Re: [PATCH v2 7/7] iommu/arm-smmu-v3: Block ATS upon an ATC invalidation timeout
From: Shuai Xue
Date: Thu Mar 19 2026 - 03:41:57 EST
On 3/19/26 11:26 AM, Nicolin Chen wrote:
On Thu, Mar 19, 2026 at 10:56:43AM +0800, Shuai Xue wrote:
On 3/18/26 3:15 AM, Nicolin Chen wrote:
For batched ATC_INV commands, SMMU hardware only reports a timeout at the
CMD_SYNC, which could follow the batch issued for multiple devices. So, it
isn't straightforward to identify which command in a batch resulted in the
timeout. Fortunately, the invs array has a sorted list of ATC entries. So,
the issued batch must be sorted as well. This makes it possible to bisect
the batch to retry the command per Stream ID and identify the master.
Nit: The implementation is a linear per-SID retry, not a binary
search / bisection. Suggest rewording to:
"retry the ATC_INV command for each unique Stream ID in the batch
to identify the unresponsive master"
You are right.
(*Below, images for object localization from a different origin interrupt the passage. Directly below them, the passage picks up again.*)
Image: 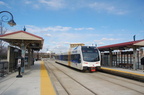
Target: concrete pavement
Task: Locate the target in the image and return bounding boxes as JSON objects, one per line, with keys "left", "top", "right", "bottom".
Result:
{"left": 0, "top": 61, "right": 56, "bottom": 95}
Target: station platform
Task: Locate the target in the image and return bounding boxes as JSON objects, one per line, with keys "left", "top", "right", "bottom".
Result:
{"left": 0, "top": 61, "right": 56, "bottom": 95}
{"left": 99, "top": 66, "right": 144, "bottom": 82}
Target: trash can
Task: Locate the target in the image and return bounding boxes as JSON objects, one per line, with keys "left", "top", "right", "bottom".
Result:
{"left": 16, "top": 58, "right": 22, "bottom": 78}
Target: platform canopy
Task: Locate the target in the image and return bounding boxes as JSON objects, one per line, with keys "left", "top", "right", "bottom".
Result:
{"left": 98, "top": 39, "right": 144, "bottom": 51}
{"left": 0, "top": 31, "right": 44, "bottom": 51}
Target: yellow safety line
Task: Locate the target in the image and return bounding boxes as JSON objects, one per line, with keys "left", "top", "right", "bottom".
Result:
{"left": 101, "top": 67, "right": 144, "bottom": 77}
{"left": 40, "top": 61, "right": 56, "bottom": 95}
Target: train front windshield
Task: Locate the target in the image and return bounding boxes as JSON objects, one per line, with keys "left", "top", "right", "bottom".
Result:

And that sounds OK.
+ step = arm_smmu_get_step_for_sid(smmu, sid);
+ WRITE_ONCE(step->data[1],
+ READ_ONCE(step->data[1]) & cpu_to_le64(~STRTAB_STE_1_EATS));
This non-atomic read-modify-write on step->data[1] can race with the
normal STE installation path (arm_smmu_write_entry → entry_set →
WRITE_ONCE).
The error path runs from:
__arm_smmu_domain_inv_range() (data path, no group->mutex)
→ arm_smmu_cmdq_batch_retry()
→ arm_smmu_master_disable_ats()
→ arm_smmu_disable_eats_for_sid() ← NO locks on STE
The normal STE path runs from:
iommu_attach_device()
→ mutex_lock(&group->mutex)
→ arm_smmu_attach_dev()
→ mutex_lock(&arm_smmu_asid_lock)
→ arm_smmu_install_ste_for_dev()
→ arm_smmu_write_entry() ← holds both mutexes
Since the error path holds neither group->mutex nor arm_smmu_asid_lock,
the following race is possible:
Because invalidations can be in atomic context so we can't hold
those mutex locks.
CPU A (error path): CPU B (attach path):
READ data[1] = X
WRITE data[1] = Y (new STE config)
WRITE data[1] = X & ~EATS
// Y is lost
This could clobber a concurrent STE update from the attach path.
Oh, that's true. Maybe this:
__le64 new, old = READ_ONCE(step->data[1]);
[...]
do {
new = old & cpu_to_le64(~STRTAB_STE_1_EATS);
} while (!try_cmpxchg64(&step->data[1], &old, new));
?
Yes, the cmpxchg loop looks correct to me.
Thanks.
Shuai